This is kind of a trivial question since I have several workarounds, but maybe there's another syntax that avoids the problem.
I defined a long variable to hold number of seconds in a day and wanted to initialize it to 24 hours (forget about the rationale that lies behind this). To document better what I'm doing I coded it as:
long variable = 60*60*24;
The result is that the computation is done using int and results in a truncated value of 20864 due to overflow. I get that. I can solve this by coding:
long variable = 60*60*24.;
OR
long variable = 60*60; variable = variable*24;
I find it strange that the compiler, knowing the result is a long, does the calculation as an int.
As a side note:
If compiled for an Arduino Uno, there is no indication of an error.
If compiled for another device (in this case a Microchip AVR-IoT Cellular using DXCore), the compiler actually provides a warning error.
That's common behaviour in many languages. Overflows in calculations don't increase the operand size in expressions. An eventual target (assignment...) type is only checked after evaluation.
Cast one operand to (long) or 24L and evaluation is done with long numbers.

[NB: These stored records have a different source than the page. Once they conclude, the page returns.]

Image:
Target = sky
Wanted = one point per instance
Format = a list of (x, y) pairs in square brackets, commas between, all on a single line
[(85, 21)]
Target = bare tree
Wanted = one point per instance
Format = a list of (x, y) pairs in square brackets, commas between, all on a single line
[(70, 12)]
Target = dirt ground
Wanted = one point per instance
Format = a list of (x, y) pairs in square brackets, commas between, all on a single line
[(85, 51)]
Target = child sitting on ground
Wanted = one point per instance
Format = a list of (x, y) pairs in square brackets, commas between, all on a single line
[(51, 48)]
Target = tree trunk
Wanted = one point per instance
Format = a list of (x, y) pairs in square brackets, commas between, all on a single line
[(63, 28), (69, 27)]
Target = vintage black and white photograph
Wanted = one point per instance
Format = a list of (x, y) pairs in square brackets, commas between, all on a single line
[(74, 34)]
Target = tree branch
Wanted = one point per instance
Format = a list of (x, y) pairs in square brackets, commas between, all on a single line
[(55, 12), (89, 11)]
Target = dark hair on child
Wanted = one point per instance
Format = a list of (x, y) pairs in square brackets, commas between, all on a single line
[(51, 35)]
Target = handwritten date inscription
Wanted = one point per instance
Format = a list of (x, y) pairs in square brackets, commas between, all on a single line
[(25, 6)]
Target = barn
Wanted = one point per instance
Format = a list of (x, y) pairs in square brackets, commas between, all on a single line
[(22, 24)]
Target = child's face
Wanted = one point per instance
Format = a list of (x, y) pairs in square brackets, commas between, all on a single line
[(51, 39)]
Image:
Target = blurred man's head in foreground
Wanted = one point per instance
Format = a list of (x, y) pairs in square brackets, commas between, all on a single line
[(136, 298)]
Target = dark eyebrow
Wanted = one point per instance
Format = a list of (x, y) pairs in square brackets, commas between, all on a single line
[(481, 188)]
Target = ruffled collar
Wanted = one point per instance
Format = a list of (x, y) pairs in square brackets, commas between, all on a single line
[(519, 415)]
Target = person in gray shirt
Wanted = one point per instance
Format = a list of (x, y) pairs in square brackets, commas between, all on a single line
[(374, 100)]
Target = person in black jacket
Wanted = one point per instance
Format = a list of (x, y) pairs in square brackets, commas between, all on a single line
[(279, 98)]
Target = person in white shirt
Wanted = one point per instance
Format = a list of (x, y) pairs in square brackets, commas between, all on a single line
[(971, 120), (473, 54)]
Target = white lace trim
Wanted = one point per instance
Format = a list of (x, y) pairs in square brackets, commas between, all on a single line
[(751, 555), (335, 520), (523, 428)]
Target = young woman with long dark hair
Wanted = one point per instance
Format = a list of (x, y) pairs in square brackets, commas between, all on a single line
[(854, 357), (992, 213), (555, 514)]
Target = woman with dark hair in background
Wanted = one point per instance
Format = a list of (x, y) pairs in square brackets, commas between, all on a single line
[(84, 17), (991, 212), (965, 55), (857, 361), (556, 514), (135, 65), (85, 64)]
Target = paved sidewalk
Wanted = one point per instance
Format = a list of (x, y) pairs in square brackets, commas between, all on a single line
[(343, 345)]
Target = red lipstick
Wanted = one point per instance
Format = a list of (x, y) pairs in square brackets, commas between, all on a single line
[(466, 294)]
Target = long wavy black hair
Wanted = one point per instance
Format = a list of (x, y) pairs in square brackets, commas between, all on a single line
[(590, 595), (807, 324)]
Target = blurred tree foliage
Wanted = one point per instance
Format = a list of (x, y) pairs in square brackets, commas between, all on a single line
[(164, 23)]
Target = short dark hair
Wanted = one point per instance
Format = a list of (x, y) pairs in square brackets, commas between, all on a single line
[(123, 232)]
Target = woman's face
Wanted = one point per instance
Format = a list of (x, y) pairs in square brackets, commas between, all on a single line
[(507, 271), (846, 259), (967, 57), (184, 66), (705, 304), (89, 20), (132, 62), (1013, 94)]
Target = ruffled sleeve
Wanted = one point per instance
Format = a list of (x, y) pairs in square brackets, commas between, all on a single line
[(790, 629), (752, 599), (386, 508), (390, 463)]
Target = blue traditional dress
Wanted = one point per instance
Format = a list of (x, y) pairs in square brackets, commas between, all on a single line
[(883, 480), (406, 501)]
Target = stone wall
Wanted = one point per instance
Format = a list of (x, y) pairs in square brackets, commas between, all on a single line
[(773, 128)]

Your problem is accompanied by anonymous variable names. Fix that at the same time:
const long SECS_PER_MIN = 60L;
const long MINS_PER_HOUR = 60L;
const long HOURS_PER_DAY = 24L;
const long SECS_PER_DAY = SECS_PER_MIN * MINS_PER_HOUR * HOURS_PER_DAY;
bulletproof, and it's so self explanatory, it doesn't need comments. It also "cooks up" a few other conversion constants you might find handy somewhere in your code.
void setup() {
long variable = 60L*60L*24L;
Serial.begin(115200);
delay(100);
Serial.println(variable);
}
void loop() {
// put your main code here, to run repeatedly:
}
Not in this case, but in other cases it could. I gave the generic answer. I will grant you that the number of seconds in a minute isn't likely to change any time soon.